LA PRIMA META' DEGLI ANNI '60

(ANEDDOTI E RICORDI)

 

 

Le vacanze estive trevillesi erano attese come il Natale. Fin dalla primavera cominciava il conto alla rovescia ed, in età scolare, già dopo le vacanze di Pasqua, comparivano sui banchi di scuola i giorni mancanti all’appuntamento. Queste scritte, col passare degli anni, divennero tabelloni sempre più sofisticati, riportanti giorni, ore, minuti e secondi (divisi in “lavorativi” e “non lavorativi” !!!), fino a tenere quasi tutta la nostra metà di banco.
Già da maggio con i miei fratelli Enrico e Cristina si preparavano pistole, palloni, “toppe” per le gomme della bici, gli ultimi Tex, tutte le macchinine disponibili...
Passato “a fatica” l’ultimo giorno di scuola si poteva partire per 4 mesi di vacanze (... bei tempi, ogni tre anni uno era di vacanza...).

 

 

Il nucleo trevillese della nostra compagnia era costituito da numerosi ragazzini, ultimi frequentatori della scuola elementare di Treville (successivamente chiusa per carenza di alunni), tra i quali Luciano, Marco, Francesco, Claudio, Armando, Maria Grazia, Giuseppe e i più grandi Giorgio, Fernanda, Claudia, Lucia e qualche altro.
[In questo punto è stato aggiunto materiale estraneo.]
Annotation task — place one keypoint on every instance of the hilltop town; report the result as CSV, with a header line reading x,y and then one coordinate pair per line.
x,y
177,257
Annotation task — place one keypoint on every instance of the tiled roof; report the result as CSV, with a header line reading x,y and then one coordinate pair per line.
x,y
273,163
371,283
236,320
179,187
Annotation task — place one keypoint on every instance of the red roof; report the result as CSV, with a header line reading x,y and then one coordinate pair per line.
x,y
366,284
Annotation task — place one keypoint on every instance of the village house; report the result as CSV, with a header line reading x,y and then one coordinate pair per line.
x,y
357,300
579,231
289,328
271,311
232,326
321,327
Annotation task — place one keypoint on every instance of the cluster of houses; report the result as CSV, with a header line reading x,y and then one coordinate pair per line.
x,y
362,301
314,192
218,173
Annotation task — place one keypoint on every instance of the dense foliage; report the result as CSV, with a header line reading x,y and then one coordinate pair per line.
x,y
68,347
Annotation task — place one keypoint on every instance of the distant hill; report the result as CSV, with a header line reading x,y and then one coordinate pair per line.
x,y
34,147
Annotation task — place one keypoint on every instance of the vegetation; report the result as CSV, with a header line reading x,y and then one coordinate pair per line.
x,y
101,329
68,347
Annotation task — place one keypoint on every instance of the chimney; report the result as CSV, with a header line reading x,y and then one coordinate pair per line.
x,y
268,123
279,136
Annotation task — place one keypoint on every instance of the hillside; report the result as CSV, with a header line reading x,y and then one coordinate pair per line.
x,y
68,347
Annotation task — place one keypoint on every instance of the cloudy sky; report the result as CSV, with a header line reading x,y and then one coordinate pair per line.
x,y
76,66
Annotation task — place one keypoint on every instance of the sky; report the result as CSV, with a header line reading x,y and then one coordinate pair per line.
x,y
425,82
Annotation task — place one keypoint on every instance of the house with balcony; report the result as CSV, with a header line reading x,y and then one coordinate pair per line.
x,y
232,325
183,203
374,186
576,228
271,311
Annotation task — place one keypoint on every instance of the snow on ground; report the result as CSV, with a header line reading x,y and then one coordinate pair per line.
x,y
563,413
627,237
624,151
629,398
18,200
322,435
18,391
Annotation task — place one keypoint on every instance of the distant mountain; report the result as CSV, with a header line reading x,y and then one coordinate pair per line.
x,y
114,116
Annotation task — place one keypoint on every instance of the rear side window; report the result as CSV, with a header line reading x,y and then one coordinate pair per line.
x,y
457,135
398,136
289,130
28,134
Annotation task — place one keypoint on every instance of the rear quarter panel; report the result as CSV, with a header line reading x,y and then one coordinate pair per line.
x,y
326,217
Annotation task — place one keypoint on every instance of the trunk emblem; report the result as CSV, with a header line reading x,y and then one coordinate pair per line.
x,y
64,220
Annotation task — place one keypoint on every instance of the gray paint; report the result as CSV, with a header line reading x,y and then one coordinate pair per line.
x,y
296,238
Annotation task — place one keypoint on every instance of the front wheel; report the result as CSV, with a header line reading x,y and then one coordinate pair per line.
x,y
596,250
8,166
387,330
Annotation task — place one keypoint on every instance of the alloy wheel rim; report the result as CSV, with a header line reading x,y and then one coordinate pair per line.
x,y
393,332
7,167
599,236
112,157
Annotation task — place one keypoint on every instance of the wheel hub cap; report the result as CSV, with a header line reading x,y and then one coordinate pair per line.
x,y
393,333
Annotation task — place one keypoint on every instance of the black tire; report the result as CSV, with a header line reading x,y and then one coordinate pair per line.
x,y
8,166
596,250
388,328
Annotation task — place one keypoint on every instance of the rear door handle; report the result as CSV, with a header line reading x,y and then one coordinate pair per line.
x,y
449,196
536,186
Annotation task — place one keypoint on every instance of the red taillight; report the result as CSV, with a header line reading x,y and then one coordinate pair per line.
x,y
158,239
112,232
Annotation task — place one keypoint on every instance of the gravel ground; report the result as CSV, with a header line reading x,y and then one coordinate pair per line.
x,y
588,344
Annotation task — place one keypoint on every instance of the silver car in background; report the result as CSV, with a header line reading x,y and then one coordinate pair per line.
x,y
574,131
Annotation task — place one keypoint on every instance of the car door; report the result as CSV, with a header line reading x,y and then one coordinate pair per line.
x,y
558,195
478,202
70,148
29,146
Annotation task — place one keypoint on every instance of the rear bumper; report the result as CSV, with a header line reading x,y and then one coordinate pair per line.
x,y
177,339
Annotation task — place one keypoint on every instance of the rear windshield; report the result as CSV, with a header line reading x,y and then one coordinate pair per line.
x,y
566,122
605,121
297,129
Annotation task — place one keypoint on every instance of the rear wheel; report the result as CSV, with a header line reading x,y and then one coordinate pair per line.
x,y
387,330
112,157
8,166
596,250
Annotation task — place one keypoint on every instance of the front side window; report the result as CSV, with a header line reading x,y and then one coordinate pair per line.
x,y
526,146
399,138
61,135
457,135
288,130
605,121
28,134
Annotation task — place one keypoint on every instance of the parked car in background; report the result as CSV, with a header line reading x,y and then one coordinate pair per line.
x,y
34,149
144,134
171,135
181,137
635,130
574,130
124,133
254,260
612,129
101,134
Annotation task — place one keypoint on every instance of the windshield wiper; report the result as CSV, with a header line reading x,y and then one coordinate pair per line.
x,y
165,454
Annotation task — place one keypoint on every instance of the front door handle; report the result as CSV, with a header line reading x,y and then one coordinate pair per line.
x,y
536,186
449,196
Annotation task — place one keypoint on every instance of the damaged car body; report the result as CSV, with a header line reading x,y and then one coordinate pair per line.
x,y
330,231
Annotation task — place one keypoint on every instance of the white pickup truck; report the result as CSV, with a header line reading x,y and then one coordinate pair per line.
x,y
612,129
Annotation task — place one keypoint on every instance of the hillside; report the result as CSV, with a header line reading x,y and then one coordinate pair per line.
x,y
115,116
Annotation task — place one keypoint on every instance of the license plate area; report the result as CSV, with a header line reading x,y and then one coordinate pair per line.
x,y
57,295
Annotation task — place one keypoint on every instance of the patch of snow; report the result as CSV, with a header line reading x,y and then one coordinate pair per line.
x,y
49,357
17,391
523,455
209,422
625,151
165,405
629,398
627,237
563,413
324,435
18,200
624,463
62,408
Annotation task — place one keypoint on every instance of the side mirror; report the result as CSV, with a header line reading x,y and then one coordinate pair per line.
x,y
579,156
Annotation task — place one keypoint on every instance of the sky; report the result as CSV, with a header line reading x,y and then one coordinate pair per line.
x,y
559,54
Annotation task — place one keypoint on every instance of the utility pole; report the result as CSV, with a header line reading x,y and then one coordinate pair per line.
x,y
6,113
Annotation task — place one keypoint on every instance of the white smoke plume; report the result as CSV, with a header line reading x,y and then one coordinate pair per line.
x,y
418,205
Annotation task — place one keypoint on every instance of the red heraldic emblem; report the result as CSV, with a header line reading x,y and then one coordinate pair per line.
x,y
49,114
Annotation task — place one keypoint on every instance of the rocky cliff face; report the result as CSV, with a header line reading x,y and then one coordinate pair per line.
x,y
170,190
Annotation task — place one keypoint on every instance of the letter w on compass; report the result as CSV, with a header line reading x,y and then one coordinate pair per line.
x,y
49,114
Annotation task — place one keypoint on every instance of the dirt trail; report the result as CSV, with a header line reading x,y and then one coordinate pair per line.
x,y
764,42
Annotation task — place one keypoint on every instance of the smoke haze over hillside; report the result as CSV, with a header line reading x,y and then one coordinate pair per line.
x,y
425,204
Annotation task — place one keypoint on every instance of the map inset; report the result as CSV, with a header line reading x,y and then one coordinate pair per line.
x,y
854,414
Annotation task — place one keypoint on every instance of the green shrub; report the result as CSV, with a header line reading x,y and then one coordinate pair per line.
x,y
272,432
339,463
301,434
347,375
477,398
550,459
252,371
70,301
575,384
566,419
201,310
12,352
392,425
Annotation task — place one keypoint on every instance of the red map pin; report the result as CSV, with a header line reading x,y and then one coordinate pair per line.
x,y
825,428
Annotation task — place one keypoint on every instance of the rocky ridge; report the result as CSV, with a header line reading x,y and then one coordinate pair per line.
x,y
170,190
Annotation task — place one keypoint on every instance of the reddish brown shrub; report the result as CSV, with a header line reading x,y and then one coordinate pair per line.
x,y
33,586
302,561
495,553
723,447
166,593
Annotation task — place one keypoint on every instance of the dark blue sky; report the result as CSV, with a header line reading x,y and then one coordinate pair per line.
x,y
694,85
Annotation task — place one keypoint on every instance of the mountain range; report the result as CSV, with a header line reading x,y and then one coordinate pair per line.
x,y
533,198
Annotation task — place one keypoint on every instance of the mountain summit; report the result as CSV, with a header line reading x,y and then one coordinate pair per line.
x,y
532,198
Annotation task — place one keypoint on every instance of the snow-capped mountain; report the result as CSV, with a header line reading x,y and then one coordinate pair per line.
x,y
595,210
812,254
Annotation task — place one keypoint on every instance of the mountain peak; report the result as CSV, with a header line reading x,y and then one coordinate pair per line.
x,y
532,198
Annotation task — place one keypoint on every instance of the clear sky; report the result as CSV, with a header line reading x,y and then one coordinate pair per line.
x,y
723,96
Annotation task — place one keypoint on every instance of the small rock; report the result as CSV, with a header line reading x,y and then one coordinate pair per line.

A loro, d’estate si univano i “foresti” come me ed Enrico, le cugine Manuela e Francesca, o come Gabriella, Arturo, Giancarlo, Silvana,  i fratelli “Francolino” e Maria Adelaide (nipoti del parroco Don Franco), Mauro, Maurizio, i fratelli “Carlino” e Daniela. Quasi tutti avevamo parenti nati o residenti a Treville e provenivamo dai posti più disparati: Casale, Genova, Milano, Santhià…..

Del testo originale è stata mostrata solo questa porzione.